State May Force Kraft to Pay for Time Gearing Up

     CHICAGO (CN) – A class action seeking back pay from Kraft Foods Global for the time workers spend donning and doffing protective gear can advance in state court, a federal judge ruled.




     Lead plaintiff Steven Whitmore filed suit in Cook County Circuit Court, seeking wages for time spent putting on and taking off equipment to work at Kraft’s Chicago plant.
     At the start of each work day, Whitmore said he must put on “safety footwear, white frocks, hairnets, earplugs, hardhats, bump hats and protective aprons” before walking to his work location. At the end of the work day, Whitmore returns to that room where he donned the equipment and undress.

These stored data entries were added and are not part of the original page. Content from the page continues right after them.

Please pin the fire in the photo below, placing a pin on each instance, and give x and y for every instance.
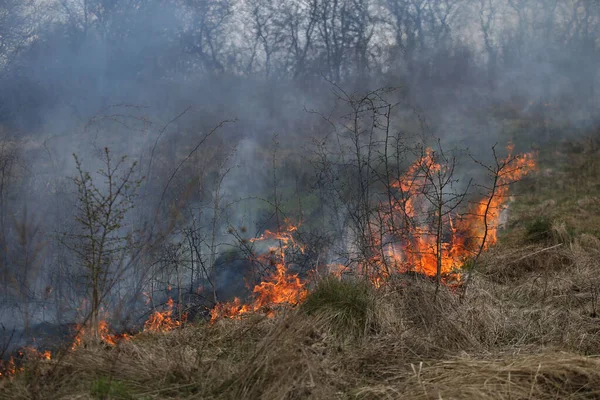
(163, 321)
(461, 235)
(85, 333)
(11, 368)
(279, 288)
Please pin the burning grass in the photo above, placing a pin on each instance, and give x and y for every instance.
(527, 329)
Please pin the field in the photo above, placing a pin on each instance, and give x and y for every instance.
(527, 328)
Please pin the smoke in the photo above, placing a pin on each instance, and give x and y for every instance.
(78, 76)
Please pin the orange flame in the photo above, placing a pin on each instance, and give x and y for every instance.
(278, 289)
(164, 321)
(462, 236)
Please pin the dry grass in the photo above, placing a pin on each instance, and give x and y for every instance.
(529, 328)
(525, 331)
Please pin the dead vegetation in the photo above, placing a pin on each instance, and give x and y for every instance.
(528, 328)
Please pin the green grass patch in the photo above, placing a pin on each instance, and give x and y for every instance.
(347, 304)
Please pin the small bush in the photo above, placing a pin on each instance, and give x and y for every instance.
(347, 305)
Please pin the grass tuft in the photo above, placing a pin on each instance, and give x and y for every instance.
(347, 305)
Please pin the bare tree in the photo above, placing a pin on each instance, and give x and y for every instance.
(102, 240)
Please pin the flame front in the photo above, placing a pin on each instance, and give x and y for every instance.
(279, 288)
(460, 236)
(164, 321)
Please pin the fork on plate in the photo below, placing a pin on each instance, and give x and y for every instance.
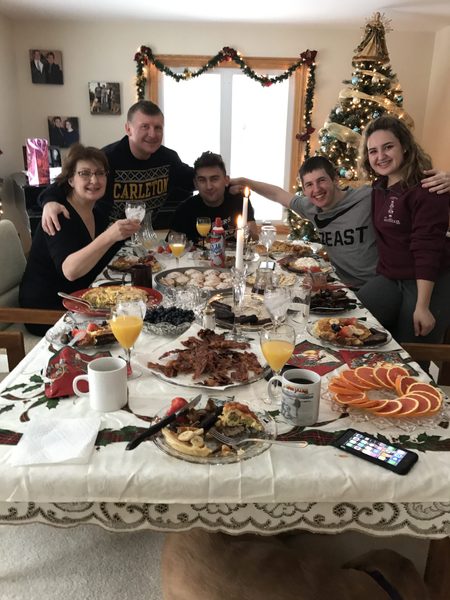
(235, 443)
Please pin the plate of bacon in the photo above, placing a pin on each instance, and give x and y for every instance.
(207, 360)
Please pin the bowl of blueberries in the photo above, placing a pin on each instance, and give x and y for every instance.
(169, 321)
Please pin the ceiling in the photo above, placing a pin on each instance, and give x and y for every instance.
(422, 15)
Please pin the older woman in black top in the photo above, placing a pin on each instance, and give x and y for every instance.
(71, 259)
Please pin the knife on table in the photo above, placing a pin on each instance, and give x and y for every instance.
(162, 423)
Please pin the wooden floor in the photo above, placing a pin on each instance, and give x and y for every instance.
(437, 572)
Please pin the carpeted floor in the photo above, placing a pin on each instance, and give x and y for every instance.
(82, 563)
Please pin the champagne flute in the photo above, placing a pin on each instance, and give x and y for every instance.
(277, 301)
(267, 237)
(177, 243)
(239, 280)
(203, 227)
(277, 346)
(127, 320)
(135, 211)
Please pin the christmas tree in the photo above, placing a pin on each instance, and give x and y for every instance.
(372, 91)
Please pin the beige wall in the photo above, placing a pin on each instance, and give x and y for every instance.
(10, 130)
(105, 51)
(436, 136)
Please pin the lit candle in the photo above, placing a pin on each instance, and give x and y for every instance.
(239, 264)
(245, 206)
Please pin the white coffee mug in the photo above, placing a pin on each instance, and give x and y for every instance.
(107, 380)
(300, 396)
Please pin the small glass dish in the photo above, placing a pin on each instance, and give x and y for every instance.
(167, 329)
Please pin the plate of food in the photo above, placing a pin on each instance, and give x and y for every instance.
(253, 314)
(187, 441)
(349, 332)
(86, 335)
(206, 359)
(125, 263)
(331, 300)
(304, 265)
(103, 299)
(205, 278)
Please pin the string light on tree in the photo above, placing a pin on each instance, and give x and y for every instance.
(372, 90)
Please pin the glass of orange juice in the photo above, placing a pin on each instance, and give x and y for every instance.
(177, 243)
(277, 346)
(203, 225)
(127, 320)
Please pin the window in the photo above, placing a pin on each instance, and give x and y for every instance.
(225, 111)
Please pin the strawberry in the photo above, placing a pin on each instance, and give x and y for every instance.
(176, 404)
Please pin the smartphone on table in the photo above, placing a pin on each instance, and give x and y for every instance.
(365, 446)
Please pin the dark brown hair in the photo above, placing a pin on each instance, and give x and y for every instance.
(79, 152)
(415, 159)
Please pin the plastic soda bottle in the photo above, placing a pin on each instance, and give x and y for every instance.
(217, 244)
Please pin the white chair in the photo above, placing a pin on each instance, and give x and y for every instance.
(14, 207)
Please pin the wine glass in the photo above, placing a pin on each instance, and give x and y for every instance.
(300, 303)
(135, 210)
(127, 320)
(277, 346)
(267, 236)
(277, 300)
(177, 243)
(239, 280)
(203, 227)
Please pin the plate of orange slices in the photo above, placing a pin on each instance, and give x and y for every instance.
(385, 390)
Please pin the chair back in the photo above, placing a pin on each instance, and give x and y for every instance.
(13, 264)
(14, 207)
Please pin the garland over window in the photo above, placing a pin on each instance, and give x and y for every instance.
(145, 57)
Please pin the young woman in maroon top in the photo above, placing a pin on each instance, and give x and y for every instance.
(410, 296)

     Kraft does not pay employees for the time spent donning and doffing protective work gear, and the workers’ union contract specifically states that employees cannot seek compensation for “time spent in changing clothes, washing and engaging in any other non-productive activities at the beginning or end of each workday.”
     Whitmore’s complaint, however, alleges violations of the Illinois Minimum Wage Act and the Illinois Wage Payment and Collection Act, rather than the collective bargaining agreement (CBA).
     Kraft removed the complaint to federal court, which delayed the case as the 7th Circuit resolved a similar dispute also involving Kraft, Spoerle v. Kraft. By August 2010, the federal appeals court decided that a section of federal labor law governing CBAs does not pre-empt a Wisconsin law mandating wages for doffing and donning gear.
     As such, U.S. District Judge Edmond Chang agreed to remand Whitmore’s case to state court.
     “In other words, a CBA cannot trump rights to which employees are entitled under state law: ‘Management and labor acting jointly (through a CBA) have no more power to override state substantive law than they have when acting individually,'” Chang wrote.
     Though Kraft argued that Illinois does not have a relevant law on the topic, compared to Wisconsin, Chang rejected the contention that “silence automatically equals non-coverage.”
     “Federal preemption of state laws has generally applied when ‘state laws create a risk of taking away employee rights provided by collective bargaining … not when state laws add a right that is independent from the agreement,” the 14-page ruling states.
     Where this is not the case, and where uniformity of interpretation is not at issue, the Fair Labor Standards Act “does not convert state law complaints into federal claims merely because the parties have entered into a CBA.”